Wisconsin Fights to|Keep Its Voter ID Law

MADISON, Wisc. (CN) - Wisconsin's voter ID law is an "eminently reasonable" regulation that the U.S. Supreme Court should stop blocking, the state says in its latest legal brief.

Frank v. Walker, the flagship voter ID challenge to Wisconsin Act 23, is before the court after it vacated the 7th Circuit stay on a federal injunction before the 2014 election.

The stay was vacated pending a petition for writ of certiorari from the plaintiffs, which they filed on Jan. 7.

"While voter photo ID laws are controversial, they should not be," Wisconsin Attorney General Brad Schimel wrote in a Feb. 6 brief in opposition to the certiorari petition.

"In Wisconsin, as elsewhere, the overwhelming majority of voters already have qualifying ID. For those who lack ID, obtaining one and bringing it to the polling place is generally no more of a burden than the process of voting itself," according to the 33-page brief.

Schimel claims Wisconsin's law is similar to the Indiana law the Supreme Court upheld in Crawford v. Marion County Election Board.

"Voter ID protects against fraud and bolsters voter confidence in the election process," Schimel's brief states.

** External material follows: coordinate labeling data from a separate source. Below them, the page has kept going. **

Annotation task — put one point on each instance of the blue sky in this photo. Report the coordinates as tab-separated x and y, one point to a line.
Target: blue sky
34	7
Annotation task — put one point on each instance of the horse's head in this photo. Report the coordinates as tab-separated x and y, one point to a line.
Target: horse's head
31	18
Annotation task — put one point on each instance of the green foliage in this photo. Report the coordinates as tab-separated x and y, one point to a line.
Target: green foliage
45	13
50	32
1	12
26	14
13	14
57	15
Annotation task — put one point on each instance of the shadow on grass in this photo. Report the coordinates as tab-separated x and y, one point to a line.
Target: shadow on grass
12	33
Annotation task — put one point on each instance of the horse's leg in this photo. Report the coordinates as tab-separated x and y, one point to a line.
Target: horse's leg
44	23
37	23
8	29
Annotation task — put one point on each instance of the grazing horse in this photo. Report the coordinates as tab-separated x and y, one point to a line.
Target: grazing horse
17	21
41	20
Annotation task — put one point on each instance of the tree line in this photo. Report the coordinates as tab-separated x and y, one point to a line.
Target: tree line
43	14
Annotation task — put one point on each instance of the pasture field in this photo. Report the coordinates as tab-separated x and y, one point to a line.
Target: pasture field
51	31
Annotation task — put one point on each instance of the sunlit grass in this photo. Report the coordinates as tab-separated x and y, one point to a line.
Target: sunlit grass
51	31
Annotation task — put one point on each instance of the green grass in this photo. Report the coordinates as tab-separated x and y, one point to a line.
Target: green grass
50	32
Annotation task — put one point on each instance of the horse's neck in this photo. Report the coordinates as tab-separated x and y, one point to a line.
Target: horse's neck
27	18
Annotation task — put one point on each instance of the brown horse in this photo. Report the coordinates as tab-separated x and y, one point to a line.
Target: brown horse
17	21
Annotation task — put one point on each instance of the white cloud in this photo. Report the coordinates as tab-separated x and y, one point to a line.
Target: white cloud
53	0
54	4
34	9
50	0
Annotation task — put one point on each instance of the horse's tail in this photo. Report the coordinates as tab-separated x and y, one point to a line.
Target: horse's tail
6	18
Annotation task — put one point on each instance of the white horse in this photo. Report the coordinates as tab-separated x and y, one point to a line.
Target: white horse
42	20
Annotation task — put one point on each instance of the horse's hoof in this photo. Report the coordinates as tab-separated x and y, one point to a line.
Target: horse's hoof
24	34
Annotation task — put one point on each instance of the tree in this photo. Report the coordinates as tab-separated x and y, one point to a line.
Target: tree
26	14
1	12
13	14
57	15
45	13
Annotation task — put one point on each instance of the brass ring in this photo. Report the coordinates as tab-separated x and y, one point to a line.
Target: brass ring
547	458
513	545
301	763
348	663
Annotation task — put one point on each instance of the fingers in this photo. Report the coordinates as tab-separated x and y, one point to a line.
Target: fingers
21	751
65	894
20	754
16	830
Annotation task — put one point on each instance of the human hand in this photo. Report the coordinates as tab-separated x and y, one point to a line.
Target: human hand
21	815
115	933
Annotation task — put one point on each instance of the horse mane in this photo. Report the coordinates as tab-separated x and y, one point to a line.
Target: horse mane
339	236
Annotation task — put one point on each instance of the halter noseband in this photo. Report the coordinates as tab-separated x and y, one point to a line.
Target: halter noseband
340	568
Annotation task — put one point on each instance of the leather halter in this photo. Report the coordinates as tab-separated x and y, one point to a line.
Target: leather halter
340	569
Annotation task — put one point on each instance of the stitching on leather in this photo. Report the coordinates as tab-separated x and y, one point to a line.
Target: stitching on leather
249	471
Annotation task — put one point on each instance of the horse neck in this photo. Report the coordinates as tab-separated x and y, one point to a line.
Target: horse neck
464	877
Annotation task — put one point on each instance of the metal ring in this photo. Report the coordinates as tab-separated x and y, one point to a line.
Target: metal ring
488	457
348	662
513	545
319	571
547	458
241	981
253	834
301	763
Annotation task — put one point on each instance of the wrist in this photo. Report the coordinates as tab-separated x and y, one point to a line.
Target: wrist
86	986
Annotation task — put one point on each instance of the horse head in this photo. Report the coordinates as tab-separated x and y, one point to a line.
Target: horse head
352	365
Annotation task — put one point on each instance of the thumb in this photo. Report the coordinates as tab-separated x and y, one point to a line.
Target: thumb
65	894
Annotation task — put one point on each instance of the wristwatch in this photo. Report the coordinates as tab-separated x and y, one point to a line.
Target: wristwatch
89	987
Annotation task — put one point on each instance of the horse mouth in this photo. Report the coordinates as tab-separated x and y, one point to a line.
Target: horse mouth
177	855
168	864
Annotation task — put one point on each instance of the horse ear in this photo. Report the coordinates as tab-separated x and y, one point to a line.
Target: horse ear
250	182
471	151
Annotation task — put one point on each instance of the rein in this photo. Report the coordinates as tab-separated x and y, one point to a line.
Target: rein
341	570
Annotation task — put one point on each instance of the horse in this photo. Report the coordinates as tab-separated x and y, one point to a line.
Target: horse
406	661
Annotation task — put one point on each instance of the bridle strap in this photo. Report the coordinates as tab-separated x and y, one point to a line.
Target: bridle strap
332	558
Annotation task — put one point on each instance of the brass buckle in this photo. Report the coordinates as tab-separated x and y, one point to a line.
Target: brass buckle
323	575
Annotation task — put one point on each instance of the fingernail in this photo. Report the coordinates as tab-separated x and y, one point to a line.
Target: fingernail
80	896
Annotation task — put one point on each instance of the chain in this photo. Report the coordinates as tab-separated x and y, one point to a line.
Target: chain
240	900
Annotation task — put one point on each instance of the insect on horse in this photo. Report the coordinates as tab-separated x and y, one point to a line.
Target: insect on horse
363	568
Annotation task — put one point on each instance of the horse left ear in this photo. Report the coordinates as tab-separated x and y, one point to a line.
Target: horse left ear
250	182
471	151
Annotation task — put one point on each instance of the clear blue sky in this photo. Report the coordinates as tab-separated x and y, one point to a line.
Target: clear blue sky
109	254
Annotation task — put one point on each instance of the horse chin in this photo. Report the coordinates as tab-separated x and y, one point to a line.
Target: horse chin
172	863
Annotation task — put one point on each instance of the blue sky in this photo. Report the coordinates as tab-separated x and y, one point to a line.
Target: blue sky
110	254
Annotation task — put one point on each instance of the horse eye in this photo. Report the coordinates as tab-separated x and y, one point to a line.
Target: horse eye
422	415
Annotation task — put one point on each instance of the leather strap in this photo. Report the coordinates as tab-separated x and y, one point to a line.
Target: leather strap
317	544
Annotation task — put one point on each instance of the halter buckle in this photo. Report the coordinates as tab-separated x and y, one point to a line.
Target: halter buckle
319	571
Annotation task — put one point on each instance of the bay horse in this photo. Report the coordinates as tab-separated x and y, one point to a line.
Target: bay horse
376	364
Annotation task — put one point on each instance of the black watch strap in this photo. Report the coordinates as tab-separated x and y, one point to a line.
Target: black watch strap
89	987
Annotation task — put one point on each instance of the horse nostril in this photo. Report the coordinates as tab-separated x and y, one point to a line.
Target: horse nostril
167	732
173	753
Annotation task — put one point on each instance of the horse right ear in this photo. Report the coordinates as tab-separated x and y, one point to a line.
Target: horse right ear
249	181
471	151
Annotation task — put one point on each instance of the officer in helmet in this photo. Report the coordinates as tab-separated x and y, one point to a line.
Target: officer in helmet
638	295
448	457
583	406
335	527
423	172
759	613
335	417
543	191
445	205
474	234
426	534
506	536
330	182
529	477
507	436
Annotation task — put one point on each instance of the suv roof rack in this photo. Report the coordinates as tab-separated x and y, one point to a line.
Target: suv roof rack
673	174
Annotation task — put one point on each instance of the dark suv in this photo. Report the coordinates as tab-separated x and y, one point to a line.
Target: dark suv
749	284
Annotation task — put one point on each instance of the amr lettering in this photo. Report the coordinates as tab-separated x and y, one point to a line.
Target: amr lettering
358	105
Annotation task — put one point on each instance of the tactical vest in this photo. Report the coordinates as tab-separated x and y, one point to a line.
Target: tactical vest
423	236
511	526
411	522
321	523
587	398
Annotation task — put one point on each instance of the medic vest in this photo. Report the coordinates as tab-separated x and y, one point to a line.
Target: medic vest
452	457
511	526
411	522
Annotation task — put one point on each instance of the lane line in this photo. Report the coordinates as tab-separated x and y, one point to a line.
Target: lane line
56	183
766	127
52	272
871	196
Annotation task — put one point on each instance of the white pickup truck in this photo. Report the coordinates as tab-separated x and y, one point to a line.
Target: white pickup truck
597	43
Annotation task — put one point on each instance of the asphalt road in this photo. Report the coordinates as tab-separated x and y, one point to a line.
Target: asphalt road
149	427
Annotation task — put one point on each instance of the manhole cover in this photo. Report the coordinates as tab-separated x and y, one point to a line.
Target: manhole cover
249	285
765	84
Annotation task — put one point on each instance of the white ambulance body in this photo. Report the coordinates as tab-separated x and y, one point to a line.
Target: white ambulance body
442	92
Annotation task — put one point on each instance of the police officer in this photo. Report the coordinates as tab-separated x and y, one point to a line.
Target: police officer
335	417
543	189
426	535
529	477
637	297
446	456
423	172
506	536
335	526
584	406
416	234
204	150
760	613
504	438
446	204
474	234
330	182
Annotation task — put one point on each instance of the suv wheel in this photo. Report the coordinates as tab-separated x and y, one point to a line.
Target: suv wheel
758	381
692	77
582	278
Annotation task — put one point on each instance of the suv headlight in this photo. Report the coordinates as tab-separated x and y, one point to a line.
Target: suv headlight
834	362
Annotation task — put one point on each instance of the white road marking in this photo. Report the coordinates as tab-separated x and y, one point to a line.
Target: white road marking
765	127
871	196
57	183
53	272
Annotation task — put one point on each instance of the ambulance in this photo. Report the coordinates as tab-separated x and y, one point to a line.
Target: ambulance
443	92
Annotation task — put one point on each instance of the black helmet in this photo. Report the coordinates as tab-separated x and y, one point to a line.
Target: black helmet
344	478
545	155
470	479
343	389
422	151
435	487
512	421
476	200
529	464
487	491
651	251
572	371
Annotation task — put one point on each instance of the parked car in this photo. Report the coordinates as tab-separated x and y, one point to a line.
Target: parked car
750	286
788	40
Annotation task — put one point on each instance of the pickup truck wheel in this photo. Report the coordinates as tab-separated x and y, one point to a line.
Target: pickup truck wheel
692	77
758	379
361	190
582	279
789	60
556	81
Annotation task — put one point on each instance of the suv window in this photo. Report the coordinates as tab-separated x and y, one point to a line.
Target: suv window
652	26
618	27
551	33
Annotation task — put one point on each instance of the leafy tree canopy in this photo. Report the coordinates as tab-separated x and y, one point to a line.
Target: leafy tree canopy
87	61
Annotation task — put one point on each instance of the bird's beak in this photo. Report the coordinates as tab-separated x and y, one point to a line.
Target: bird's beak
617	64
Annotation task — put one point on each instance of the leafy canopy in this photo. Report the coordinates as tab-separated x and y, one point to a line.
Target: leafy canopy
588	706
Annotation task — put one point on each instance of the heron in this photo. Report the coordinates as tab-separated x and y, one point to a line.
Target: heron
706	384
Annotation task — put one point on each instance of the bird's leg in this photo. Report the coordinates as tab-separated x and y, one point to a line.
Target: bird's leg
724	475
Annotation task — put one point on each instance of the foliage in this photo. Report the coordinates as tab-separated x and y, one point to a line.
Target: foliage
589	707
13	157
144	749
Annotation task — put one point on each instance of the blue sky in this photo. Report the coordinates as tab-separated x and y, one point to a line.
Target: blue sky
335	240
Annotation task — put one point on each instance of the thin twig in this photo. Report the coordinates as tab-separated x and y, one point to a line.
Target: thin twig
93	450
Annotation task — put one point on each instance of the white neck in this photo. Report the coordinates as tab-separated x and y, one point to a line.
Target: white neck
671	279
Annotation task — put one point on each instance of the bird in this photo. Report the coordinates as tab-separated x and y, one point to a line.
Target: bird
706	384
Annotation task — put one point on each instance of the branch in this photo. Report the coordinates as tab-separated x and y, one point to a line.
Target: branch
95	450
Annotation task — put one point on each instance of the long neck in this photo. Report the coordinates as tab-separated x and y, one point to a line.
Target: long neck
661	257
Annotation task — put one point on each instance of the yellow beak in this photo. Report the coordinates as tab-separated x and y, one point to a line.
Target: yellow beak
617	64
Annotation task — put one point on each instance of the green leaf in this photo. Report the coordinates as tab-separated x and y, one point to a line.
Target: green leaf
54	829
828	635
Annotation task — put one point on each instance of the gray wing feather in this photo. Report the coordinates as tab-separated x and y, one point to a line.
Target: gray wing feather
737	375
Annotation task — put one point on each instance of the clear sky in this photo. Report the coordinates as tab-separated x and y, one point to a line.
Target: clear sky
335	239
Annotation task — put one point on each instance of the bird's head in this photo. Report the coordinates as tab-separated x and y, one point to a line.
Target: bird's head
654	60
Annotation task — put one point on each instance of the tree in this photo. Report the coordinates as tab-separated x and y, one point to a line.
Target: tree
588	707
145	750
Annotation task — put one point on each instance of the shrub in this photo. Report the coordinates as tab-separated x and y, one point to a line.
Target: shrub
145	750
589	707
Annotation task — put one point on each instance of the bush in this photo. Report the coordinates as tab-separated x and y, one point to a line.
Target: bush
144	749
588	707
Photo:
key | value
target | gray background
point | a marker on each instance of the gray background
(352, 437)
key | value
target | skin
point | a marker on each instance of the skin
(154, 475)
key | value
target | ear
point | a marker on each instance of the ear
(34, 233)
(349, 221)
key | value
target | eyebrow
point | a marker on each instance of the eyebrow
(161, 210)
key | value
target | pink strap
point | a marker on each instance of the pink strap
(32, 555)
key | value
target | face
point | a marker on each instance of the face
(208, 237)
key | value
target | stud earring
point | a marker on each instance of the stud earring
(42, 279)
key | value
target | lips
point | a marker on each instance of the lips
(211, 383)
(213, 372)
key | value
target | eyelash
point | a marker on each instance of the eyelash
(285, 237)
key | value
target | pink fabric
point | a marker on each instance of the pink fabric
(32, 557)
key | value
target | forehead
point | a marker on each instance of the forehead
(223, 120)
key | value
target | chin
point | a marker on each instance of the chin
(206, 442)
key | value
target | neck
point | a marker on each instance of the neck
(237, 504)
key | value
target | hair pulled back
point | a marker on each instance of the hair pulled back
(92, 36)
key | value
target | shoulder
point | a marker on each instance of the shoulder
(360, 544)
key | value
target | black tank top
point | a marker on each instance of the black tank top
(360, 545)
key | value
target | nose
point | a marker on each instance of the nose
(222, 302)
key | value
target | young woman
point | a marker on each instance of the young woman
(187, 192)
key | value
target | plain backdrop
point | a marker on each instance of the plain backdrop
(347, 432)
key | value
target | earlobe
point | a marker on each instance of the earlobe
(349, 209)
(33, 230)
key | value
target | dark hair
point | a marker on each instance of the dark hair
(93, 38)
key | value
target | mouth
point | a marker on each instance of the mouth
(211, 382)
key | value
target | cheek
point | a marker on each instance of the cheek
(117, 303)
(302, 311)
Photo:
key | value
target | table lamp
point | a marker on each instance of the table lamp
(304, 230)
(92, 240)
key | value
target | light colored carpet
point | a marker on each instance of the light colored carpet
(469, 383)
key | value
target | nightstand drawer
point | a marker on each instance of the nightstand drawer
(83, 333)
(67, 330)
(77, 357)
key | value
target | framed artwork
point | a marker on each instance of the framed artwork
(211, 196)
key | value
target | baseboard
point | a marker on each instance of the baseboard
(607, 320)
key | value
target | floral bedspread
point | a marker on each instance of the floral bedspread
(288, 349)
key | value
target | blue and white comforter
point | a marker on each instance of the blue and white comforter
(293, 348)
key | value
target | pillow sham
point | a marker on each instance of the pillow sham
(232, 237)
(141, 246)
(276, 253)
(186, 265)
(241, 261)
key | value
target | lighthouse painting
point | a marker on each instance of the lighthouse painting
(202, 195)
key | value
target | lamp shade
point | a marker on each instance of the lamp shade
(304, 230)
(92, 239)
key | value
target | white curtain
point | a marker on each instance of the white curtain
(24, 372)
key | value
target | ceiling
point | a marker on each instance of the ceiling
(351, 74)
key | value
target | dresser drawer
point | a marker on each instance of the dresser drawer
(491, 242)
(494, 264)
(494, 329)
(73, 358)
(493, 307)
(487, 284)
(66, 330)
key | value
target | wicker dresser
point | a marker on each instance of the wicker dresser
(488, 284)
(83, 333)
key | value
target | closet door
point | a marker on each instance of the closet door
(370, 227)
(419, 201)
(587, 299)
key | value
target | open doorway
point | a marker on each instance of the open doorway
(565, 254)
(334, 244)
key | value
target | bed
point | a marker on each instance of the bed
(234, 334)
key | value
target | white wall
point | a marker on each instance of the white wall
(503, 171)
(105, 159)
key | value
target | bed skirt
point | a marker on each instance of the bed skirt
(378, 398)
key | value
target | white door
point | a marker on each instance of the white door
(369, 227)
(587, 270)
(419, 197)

Pending actions in other federal courts of appeal circuits will address the same issues raised in Frank, making the issue unripe for Supreme Court review, Schimel says. He claims that the injunction on which the Supreme Court will rule was granted under different circumstances than exist today.

Wisconsin has since required that photo ID be issued free to any citizen, and cannot require documents for which they have to pay. The state also implemented policies to help voters get identifying documents, according to the brief.

"These so-called 'burdens' drove the district court's decision, but the facts have changed," the brief states.

Clayton Kawski is the counsel of record for the state in Frank v. Walker.

Nationwide, Republican administrations tend to support voter ID laws, claiming they prevent vote fraud. Democratic administrations tend to claim that they are a back-door way to discourage voting by minorities and poor people.